Demand and Supply of Rare Metals

Expanding applications and impending supply risk of minor metals are introduced. The supply risk of metals is analyzed from three different viewpoints : sustainability of national economics, sustainability of the activity of humans, and sustainability of the global environment. A concept of resource-end view is introduced with regard to the supply risk of metals. Urban mining is also mentioned as a measure for easing the risks.

Metals Contents including Precious Metals in Waste Personal Computers

Personal computers (PCs) were examined as part of a case study to estimate the amount of potentially recoverable metals, including hazardous metals, contained in waste electric and electronic equipment. We first explain comprehensive analytical methods, step-by-step process dismantling and instrumental analysis including X-ray fluorescent spectrometry and ICP mass spectrometry. After using chemical analysis to determine the elements, the total amounts for 47 elements were obtained by adding the mass of each metal in each part or material. In total, the PC contained 794mg of Ag, 143mg of Au, 186mg of Pd, 20g of Pb, and so on. A printed circuit of a note type PC contained the same level of Au in a printed circuit of a desktop type PC, but contained half the amount of Ag, one-tenth of Pd, one-seventh of Pb. There are still some analytical problems that remain to be solved in order to obtain accurate and representative metal concentrations in waste products.

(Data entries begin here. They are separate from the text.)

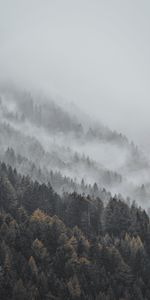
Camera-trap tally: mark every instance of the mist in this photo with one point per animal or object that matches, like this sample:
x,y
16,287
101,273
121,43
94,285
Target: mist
x,y
93,53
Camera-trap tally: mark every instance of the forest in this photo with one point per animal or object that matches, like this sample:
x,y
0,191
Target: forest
x,y
70,246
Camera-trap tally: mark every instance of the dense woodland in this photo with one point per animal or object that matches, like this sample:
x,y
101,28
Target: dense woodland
x,y
70,246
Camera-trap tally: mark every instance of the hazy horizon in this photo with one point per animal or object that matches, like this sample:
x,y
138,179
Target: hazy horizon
x,y
92,53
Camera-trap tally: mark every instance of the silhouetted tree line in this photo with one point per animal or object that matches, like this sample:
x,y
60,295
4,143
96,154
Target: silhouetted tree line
x,y
69,247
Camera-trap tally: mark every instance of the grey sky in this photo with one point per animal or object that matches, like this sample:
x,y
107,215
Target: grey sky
x,y
93,52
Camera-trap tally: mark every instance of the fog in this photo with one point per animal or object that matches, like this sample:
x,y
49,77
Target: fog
x,y
93,53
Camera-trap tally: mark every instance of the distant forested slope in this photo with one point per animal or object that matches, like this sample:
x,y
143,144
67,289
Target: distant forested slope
x,y
70,247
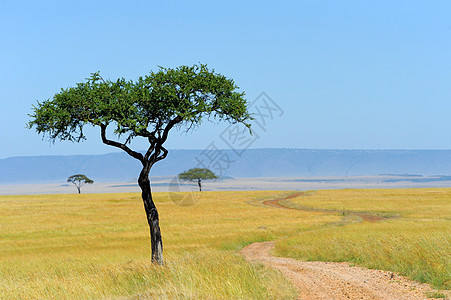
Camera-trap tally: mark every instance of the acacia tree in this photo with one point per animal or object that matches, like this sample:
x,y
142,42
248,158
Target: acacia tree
x,y
147,108
79,180
197,174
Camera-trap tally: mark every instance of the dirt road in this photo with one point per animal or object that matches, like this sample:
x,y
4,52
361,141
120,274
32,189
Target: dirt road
x,y
327,280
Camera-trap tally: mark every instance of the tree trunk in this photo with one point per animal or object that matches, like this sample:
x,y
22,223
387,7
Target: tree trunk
x,y
152,216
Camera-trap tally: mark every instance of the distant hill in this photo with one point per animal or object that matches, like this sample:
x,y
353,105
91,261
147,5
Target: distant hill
x,y
251,163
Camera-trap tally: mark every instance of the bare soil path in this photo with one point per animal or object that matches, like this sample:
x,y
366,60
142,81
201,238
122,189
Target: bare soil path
x,y
329,280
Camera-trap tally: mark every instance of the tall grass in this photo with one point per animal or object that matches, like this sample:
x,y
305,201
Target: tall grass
x,y
418,244
97,246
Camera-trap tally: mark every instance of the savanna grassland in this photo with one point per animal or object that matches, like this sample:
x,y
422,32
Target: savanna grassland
x,y
92,246
414,240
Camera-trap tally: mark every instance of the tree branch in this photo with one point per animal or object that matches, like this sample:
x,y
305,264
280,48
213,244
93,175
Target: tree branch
x,y
129,151
163,156
168,127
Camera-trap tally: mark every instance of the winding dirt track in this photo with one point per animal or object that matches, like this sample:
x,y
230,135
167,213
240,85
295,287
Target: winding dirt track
x,y
328,280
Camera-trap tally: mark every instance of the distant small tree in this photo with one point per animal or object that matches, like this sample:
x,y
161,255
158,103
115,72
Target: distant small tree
x,y
197,174
79,180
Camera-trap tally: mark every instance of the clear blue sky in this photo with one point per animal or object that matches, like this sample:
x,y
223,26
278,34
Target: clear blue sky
x,y
348,74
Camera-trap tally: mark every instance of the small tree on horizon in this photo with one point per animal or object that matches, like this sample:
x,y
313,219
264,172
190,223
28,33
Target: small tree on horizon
x,y
79,180
198,174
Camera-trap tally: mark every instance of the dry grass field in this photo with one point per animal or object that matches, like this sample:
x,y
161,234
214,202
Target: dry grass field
x,y
93,246
416,242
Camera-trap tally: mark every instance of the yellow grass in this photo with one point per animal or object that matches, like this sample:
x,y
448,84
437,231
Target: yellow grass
x,y
97,246
416,244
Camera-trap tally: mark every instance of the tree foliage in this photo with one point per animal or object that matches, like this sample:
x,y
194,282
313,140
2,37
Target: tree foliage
x,y
79,180
148,108
141,108
196,174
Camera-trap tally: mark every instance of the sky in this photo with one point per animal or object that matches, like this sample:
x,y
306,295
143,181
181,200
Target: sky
x,y
342,74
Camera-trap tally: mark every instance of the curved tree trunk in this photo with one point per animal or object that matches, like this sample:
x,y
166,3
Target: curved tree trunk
x,y
200,185
152,216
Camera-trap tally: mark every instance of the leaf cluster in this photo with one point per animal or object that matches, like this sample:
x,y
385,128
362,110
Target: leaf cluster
x,y
196,174
145,107
80,178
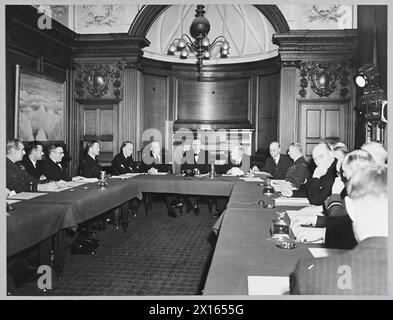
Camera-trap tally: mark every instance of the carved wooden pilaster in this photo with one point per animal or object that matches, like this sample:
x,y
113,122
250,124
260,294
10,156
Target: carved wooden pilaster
x,y
129,107
287,112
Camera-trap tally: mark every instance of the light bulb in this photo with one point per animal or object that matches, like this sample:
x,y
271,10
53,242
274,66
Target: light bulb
x,y
205,42
184,54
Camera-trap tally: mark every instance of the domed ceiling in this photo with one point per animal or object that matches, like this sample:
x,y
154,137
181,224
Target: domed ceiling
x,y
247,30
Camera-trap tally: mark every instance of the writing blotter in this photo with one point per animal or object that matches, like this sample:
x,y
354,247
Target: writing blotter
x,y
262,285
325,252
26,195
292,202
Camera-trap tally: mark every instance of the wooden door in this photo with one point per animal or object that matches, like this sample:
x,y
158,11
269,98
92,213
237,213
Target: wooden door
x,y
101,122
321,119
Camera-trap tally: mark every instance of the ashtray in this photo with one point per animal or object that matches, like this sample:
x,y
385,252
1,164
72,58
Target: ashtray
x,y
288,245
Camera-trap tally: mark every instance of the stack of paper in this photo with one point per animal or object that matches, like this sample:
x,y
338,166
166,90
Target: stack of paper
x,y
85,180
324,252
126,175
252,179
258,285
292,202
26,195
279,185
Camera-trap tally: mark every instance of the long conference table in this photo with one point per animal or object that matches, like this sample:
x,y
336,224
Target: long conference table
x,y
242,248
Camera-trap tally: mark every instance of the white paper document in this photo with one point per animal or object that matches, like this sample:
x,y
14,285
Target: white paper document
x,y
10,201
325,252
252,179
85,180
259,285
26,195
126,176
292,202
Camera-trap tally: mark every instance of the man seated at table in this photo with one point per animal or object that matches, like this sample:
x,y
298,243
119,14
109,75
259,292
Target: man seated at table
x,y
155,162
319,187
52,167
297,173
32,159
362,270
377,151
18,179
123,163
238,163
335,226
89,166
278,164
195,161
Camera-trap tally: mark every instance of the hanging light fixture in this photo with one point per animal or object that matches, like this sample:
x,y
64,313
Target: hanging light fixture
x,y
201,47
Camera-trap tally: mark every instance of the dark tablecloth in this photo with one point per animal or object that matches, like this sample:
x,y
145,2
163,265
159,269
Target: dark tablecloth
x,y
243,249
29,224
219,186
87,201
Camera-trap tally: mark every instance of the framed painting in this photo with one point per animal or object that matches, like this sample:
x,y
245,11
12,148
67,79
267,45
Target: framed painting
x,y
39,107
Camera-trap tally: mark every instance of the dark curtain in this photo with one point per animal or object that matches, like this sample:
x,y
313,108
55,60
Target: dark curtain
x,y
372,29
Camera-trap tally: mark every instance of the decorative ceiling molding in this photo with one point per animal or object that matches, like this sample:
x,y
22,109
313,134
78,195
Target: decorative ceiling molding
x,y
149,13
247,30
327,45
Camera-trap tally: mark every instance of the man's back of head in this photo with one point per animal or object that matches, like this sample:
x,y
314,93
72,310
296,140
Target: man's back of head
x,y
367,202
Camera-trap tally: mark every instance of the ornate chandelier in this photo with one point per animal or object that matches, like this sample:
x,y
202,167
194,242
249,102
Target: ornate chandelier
x,y
201,46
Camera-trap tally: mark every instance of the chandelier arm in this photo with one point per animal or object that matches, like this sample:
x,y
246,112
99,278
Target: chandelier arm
x,y
215,41
188,37
213,45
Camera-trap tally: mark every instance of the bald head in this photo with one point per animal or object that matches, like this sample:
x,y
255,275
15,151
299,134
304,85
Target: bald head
x,y
274,149
322,155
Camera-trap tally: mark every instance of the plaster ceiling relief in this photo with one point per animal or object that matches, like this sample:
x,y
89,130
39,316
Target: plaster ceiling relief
x,y
247,30
58,12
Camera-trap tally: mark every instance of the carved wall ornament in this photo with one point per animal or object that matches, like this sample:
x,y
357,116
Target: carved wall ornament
x,y
323,77
325,14
98,79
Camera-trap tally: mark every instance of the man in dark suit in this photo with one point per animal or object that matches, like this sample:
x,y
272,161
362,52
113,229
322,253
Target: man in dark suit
x,y
152,163
31,160
18,179
237,164
123,162
52,167
89,166
297,173
197,162
362,270
277,165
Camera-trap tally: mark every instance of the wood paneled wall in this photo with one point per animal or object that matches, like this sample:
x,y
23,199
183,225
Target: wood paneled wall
x,y
226,97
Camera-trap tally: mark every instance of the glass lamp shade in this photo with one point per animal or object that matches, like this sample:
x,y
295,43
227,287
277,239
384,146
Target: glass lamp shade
x,y
224,53
184,54
205,42
172,49
225,45
360,81
181,44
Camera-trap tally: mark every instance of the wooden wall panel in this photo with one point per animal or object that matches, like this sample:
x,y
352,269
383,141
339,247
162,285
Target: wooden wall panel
x,y
268,104
155,103
313,124
221,100
333,121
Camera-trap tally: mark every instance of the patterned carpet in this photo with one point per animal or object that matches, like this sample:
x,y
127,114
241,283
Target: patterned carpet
x,y
159,255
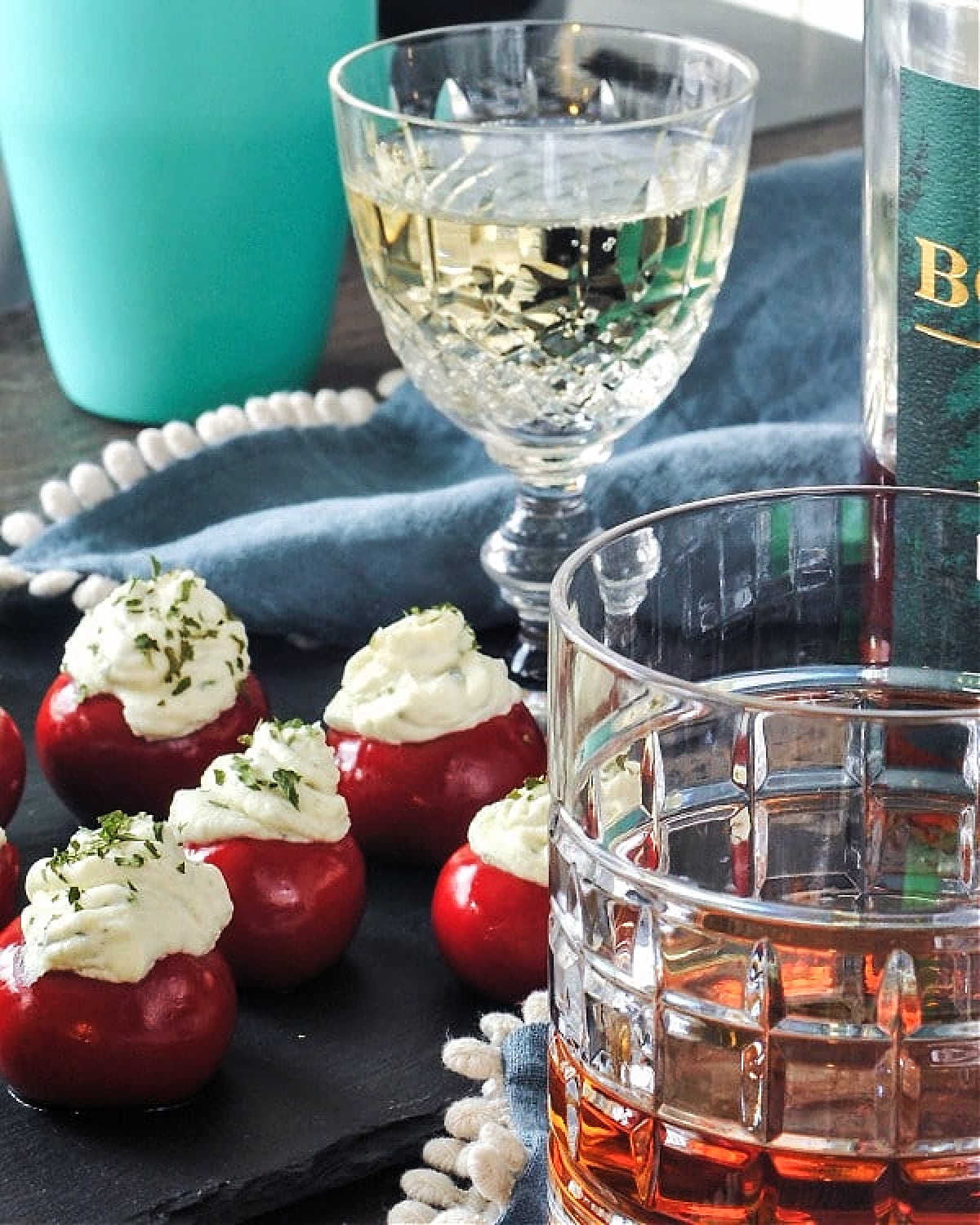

Recycling of Small Domestic Appliances

The present status of mineral resources and recycling of small domestic appliances (SDA) is discussed in this review. Prices for mineral resources had seen a dramatic increase until the global economy was hit with the recent financial crash. The reasons for such price increase were : 1) the strong demands of BRIC countries ; and 2) the birth of giant mineral companies like BHP Billiton. Since Japan has almost no mineral resources, except CaCO₃, the recycling of metals is seen as a countermeasure that can be taken against the issue of resource availability. Artificial ore deposit design has become a significant concept in moving toward progress in rare-metal recycling from e-scrap
We have proposed a new concept for SDA recycling, called RtoS, which is based on the paper, Urban Mine, New Resources for the Year 2000 and Beyond, by Professor Nanjyo, who had been working at the Institute of Mineral Dressing and Metallurgical Processes, Tohoku University.
A comprehensive examination of the metal content of Japanese WEEE (Waste Electrical and Electronic Equipment) was carried out, and based on presumptions made from the quantity of products, etc., the concept of RtoS was realized in Odate City in 2006. Currently, most of the metals found within WEEE are disposed of, and become an unrecoverable resource in landfill sites. The new concept was developed based on calculations showing the annual amount of Japanese WEEE to be 19.4kg/person ; a quantity closely equivalent to the discharge total for all EU countries (approximately 20kg/person). Moreover, it was surprising to find that the four home electronics items which must already be recycled by law in Japan made up for 30% of WEEE weight.
If a recovery system is not put into practice, it will lead to the dissipation of rare metals throughout the country in the future. In the case of WEEE, however, when Cu, Au, and Ag are collected for recycling, rare metals can also be gathered along with them. If rare metals are separated from WEEE using the proper techniques and accumulated for storage, they can then be considered resources. A possible scenario for rare metal recycling is also shown. This could have its own self-supporting economic system if a collection system is devised and the recycling system is changed according to commercial transactions.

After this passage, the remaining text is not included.